The SEC’s complaint against Siris and his entities alleges violations of Sections 5(a), 5(c), and 17(a) of the Securities Act of 1933, Sections 10(b) and 15(a) of the Securities Exchange Act of 1934, Rule 10b-5 thereunder, Rule 105 of Regulation M, and Section 206(4) of the Investment Advisers Act of 1940, and Rule 206(4)-8 thereunder. Without admitting or denying the allegations, Siris and his firms agreed to pay $592,942.39 in disgorgement and $70,488.83 prejudgment interest. Siris agreed to pay a penalty of $464,011.93. They also consented to the entry of a judgment enjoining them from violations of the respective provisions of the Securities Act, Exchange Act, and Advisers Act. The settlement is subject to court approval.
Also charged for securities law violations related to China Yingxia:
- Ren Hu – the former CFO of China Yingxia made fraudulent representations in Sarbanes-Oxley (SOX) certifications, lied to auditors, failed to implement internal accounting controls, and aided and abetted China Yingxia’s failure to implement internal controls.

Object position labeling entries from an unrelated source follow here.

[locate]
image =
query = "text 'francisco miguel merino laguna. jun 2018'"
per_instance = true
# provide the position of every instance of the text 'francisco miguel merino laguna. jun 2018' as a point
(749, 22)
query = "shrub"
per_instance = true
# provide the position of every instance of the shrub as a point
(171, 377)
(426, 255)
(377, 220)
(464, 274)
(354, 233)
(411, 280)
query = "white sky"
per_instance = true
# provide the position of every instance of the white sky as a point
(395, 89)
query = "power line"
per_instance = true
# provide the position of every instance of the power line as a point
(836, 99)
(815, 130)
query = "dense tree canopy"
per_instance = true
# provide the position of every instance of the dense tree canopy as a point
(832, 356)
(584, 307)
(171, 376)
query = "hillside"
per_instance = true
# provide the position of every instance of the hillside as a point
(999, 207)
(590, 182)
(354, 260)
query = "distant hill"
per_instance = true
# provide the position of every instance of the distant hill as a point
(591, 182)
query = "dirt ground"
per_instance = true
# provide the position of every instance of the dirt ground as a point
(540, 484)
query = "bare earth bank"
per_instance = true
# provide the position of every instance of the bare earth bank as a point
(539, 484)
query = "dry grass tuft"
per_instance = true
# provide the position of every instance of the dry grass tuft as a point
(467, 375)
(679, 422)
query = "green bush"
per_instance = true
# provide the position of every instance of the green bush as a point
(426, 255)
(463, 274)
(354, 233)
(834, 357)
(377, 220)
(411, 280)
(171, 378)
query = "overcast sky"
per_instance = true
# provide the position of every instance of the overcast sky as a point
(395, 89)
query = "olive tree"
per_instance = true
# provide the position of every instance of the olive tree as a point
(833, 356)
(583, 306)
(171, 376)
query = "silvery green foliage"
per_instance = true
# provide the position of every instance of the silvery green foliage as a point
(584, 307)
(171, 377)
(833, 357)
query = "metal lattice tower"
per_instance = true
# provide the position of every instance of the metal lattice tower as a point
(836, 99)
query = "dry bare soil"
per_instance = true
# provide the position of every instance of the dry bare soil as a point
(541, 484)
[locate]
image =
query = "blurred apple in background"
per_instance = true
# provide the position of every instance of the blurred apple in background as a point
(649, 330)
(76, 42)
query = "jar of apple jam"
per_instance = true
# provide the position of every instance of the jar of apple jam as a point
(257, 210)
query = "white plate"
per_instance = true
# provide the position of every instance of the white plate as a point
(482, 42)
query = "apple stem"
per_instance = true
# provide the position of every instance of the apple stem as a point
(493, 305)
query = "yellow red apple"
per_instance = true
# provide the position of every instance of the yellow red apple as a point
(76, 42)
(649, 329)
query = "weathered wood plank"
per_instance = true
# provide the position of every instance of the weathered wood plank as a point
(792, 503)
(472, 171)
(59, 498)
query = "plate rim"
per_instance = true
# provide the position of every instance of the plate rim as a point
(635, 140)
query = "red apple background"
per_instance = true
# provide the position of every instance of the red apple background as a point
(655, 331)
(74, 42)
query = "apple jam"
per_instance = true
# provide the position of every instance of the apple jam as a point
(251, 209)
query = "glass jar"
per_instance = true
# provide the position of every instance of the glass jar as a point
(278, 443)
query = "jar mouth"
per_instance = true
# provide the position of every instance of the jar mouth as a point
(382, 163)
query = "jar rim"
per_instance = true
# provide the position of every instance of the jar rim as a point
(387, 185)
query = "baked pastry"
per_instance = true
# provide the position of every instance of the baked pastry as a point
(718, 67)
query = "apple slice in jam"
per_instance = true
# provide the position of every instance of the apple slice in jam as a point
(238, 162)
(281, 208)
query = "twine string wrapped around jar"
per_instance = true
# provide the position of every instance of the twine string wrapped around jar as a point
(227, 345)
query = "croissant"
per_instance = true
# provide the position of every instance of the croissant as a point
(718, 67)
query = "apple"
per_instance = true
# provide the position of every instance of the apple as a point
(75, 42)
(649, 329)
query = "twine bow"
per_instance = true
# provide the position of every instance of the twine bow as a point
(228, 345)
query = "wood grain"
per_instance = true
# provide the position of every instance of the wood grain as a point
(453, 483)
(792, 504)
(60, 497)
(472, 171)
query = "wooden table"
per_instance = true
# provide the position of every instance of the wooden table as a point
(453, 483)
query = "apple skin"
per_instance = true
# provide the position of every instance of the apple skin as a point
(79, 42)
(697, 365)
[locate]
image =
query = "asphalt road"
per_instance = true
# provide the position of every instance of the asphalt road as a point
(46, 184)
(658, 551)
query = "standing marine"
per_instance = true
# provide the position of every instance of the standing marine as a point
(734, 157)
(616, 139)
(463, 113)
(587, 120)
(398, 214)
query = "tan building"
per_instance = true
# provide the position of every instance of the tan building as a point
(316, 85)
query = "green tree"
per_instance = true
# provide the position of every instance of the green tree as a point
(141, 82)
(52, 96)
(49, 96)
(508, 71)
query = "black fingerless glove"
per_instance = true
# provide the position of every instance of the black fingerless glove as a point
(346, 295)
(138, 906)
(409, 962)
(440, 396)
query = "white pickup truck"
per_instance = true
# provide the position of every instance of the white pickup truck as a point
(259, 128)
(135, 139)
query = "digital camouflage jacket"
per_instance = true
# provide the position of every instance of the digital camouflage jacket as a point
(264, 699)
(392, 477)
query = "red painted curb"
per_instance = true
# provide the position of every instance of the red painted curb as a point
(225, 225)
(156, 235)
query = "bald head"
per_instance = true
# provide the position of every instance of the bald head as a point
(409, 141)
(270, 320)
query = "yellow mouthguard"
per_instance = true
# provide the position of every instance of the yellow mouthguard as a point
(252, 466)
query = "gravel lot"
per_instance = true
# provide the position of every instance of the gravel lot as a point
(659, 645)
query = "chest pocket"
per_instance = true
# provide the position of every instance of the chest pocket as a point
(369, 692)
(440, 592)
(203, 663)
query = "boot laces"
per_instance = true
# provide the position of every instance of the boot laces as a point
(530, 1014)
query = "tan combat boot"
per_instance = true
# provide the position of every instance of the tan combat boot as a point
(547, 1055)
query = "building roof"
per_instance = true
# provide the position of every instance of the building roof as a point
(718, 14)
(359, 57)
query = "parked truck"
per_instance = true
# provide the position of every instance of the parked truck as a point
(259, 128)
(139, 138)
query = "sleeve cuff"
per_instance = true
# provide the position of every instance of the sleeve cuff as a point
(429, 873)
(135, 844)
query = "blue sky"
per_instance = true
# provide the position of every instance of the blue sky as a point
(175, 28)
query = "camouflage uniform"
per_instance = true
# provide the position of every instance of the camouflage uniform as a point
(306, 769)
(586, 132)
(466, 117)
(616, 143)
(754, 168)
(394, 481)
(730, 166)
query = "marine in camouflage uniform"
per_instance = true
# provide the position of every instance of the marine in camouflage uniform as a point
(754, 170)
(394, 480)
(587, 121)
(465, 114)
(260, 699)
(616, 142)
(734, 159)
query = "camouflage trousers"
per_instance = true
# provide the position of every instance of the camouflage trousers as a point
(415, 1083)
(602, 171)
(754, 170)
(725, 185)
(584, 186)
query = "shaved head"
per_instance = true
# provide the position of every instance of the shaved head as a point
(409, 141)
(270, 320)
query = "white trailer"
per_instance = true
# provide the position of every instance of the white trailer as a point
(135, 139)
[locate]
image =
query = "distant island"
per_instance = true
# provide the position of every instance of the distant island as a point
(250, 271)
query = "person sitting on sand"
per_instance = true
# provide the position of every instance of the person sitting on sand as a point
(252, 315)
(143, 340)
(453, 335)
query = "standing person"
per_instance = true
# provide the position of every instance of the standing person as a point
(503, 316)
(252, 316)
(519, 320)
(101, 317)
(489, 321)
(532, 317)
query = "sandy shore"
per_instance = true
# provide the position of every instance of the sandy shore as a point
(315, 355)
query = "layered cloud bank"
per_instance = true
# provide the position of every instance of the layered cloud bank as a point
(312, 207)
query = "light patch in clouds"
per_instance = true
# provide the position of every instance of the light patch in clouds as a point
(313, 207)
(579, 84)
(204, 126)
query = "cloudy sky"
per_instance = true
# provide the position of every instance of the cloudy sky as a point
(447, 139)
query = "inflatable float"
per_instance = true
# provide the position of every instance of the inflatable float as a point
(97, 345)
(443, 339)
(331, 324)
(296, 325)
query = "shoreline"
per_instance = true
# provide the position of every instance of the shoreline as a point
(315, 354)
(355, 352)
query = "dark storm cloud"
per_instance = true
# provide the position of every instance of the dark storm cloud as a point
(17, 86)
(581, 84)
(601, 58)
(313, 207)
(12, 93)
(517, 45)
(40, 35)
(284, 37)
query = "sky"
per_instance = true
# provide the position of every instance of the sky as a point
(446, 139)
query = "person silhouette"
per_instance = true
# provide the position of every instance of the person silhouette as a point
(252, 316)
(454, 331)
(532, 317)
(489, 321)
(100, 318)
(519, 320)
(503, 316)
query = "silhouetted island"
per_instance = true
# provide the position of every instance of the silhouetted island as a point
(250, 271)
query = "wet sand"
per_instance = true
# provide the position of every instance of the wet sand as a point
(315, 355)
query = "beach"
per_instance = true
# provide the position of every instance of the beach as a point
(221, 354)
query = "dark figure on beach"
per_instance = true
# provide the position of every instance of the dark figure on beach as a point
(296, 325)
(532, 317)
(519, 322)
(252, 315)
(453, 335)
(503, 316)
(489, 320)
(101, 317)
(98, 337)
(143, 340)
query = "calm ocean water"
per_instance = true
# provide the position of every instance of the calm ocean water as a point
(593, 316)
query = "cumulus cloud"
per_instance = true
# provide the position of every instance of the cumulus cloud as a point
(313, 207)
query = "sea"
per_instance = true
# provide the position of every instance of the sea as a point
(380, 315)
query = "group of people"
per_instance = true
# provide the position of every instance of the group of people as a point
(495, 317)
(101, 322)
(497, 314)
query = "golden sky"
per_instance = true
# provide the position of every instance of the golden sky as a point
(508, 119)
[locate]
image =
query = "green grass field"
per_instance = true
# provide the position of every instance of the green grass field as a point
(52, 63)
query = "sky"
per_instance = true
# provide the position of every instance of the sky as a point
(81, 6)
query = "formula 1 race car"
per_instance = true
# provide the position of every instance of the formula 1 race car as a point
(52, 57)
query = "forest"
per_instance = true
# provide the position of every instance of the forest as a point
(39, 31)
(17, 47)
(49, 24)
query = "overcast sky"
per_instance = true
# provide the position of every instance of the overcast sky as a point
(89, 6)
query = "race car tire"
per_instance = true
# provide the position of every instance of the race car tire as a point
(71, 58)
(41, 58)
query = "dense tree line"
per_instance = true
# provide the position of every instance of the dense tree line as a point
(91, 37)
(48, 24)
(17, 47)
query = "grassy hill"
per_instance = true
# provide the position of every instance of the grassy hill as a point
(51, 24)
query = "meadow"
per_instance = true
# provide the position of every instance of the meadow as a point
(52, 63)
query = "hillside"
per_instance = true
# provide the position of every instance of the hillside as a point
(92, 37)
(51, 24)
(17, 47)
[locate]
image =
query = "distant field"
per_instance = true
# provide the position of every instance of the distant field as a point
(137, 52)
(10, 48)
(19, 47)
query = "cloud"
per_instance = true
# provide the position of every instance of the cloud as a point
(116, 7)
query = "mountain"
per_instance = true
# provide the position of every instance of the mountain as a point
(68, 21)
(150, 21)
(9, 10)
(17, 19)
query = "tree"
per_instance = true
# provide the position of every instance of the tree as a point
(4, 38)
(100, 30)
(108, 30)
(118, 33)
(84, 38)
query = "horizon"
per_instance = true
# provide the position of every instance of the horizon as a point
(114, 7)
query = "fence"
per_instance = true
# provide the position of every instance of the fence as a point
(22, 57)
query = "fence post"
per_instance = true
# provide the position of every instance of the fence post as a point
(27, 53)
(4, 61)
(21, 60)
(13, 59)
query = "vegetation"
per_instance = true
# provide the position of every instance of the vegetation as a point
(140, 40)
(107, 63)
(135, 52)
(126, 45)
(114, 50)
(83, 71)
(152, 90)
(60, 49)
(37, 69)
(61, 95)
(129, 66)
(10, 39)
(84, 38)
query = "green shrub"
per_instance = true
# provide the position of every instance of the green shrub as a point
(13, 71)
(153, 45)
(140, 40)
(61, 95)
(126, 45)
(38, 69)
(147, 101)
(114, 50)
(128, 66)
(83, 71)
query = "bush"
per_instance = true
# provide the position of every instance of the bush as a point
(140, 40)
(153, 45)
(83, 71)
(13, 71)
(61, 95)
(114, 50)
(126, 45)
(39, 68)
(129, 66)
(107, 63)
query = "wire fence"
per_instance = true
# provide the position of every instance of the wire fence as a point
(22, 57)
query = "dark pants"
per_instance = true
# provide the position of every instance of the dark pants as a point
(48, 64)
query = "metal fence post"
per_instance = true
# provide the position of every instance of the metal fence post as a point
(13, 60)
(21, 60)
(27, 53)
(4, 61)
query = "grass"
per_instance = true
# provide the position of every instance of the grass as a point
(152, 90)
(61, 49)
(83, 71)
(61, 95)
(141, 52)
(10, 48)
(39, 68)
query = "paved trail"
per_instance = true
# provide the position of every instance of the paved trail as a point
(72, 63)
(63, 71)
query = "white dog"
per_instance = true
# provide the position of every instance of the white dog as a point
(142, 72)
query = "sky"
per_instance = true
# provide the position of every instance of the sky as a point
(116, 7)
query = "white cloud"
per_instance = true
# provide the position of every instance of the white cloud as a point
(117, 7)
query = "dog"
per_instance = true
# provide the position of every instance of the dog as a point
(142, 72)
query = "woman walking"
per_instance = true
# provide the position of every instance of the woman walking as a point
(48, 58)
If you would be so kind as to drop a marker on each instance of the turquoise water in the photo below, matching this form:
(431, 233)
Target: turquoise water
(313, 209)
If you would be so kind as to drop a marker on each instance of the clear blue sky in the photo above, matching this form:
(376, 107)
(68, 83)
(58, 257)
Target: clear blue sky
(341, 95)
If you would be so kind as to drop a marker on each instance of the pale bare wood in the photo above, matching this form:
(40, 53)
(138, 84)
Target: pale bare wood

- Peter Dong Zhou – engaged in insider trading and unregistered sales of securities and aided and abetted unregistered broker-dealer activity while assisting China Yingxia with its reverse merger and virtually all of its public company tasks. Without admitting or denying the charges, Zhou agreed to pay $20,900 in disgorgement, $2,463.39 in prejudgment interest, and a penalty $50,000. He agreed to a three-year collateral bar, penny stock bar, and investment company bar.
- Alan Sheinwald and his investor relations firm Alliance Advisors LLC – were retained as “consultants” to China Yingxia and acted as unregistered securities brokers while raising money for China Yingxia and at least one other issuer.
- Steve Mazur – acted as an unregistered securities broker while selling away from his firm the securities of China Yingxia and one other issuer. Without admitting or denying the charges, Mazur agreed to pay $126,800 in disgorgement, $25,550.01 in prejudgment interest, and a penalty of $25,000. He agreed to a two-year collateral bar, penny stock bar, and investment company bar.
- James Fuld, Jr. – involved in the unregistered sales of securities. Without admitting or denying the charges, he agreed to pay $178,594.85 in disgorgement and $38,096.70 in prejudgment interest.
Mr. Calamari said, “With these charges, the SEC continues to make good on its commitment to hold accountable those who enable some Chinese reverse merger firms to take unfair advantage of investors in the U.S. capital markets.”
The SEC’s investigation, which is continuing, was conducted in the New York Regional Office by Celeste Chase, Eduardo A. Santiago-Acevedo, and Osman Nawaz, with assistance from Frank Milewski. Paul Gizzi and Osman Nawaz will lead the SEC’s litigation team. The SEC acknowledges the assistance of the Financial Industry Regulatory Authority (FINRA) in this matter.